Nel saggio L’impero nascosto, lo storico Daniel Immerwahr ha analizzato la logica dell’enclave in relazione al potere globale degli Stati Uniti e a una struttura imperiale che non si è basata sulla colonizzazione di vasti territori ma sulla raccolta di piccoli punti strategici sulla mappa, tra cui isole minori e, naturalmente, centinaia di basi militari situate in numerosi Paesi sovrani. In questa mappa del potere, ha un ruolo essenziale la più grande delle isole Marianne meridionali, Guam, tecnicamente «territorio non incorporato» degli Usa.
Circa un quarto di Guam è occupato da basi militari. Il concetto di enclave giurisdizionale è riemerso, in risposta all’attualità politica, sulla scia di possibili proposte dell’amministrazione Trump di stabilire nuove
basi sovrane in Groenlandia. L’idea di ritagliare nuove enclavi sovrane può sembrare un’aberrazione ma non va più esclusa a priori, in un mondo in cui la questione territoriale emerge sempre più come potenziale arma, in vari sensi. Per esempio, vediamo sempre più fabbriche collocate vicino a basi militari, anche per sfruttarne le vulnerabilità o per possibili obiettivi di sorveglianza.

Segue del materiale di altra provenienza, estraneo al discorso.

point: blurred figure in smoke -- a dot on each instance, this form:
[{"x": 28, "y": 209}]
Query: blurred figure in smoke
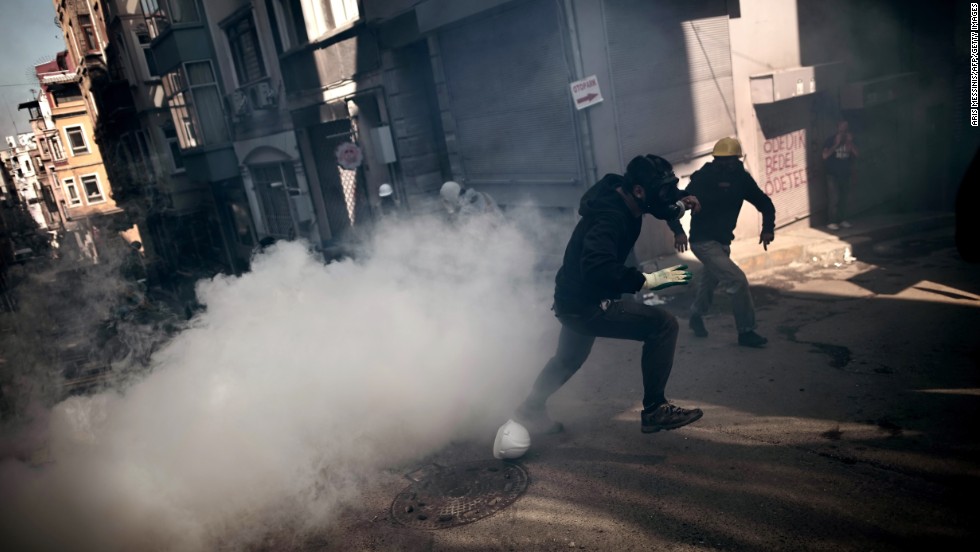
[
  {"x": 839, "y": 153},
  {"x": 389, "y": 205},
  {"x": 722, "y": 185},
  {"x": 461, "y": 203},
  {"x": 590, "y": 284}
]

E cresce l’applicazione implicita ed esplicita di controlli e di clausole di sicurezze nazionale allo status dei porti, come accade da tempo col contrasto tra Stati Uniti e Cina sul Canale di Panama.
Del resto, l’importanza e il fascino problematico delle enclavi è stata anticipata anche dalla cultura pop. In particolare, dalla serie di videogiochi post-apocalittici Fallout, di recente divenuta anche serie televisiva. In quell’universo narrativo, l’Enclave è la principale fazione antagonista: un’organizzazione paramilitare che si considera l’erede legittima del vecchio governo degli Stati Uniti, spazzato via dalla guerra nucleare che in quella storia ha luogo il 23 ottobre 2077. Poco prima dell’apocalisse atomica, l’élite dell’Enclave, complice nella catastrofe, si è ritirata in bunker fortificati: in un’enclave definitiva, sotterranea e separata dalla superficie.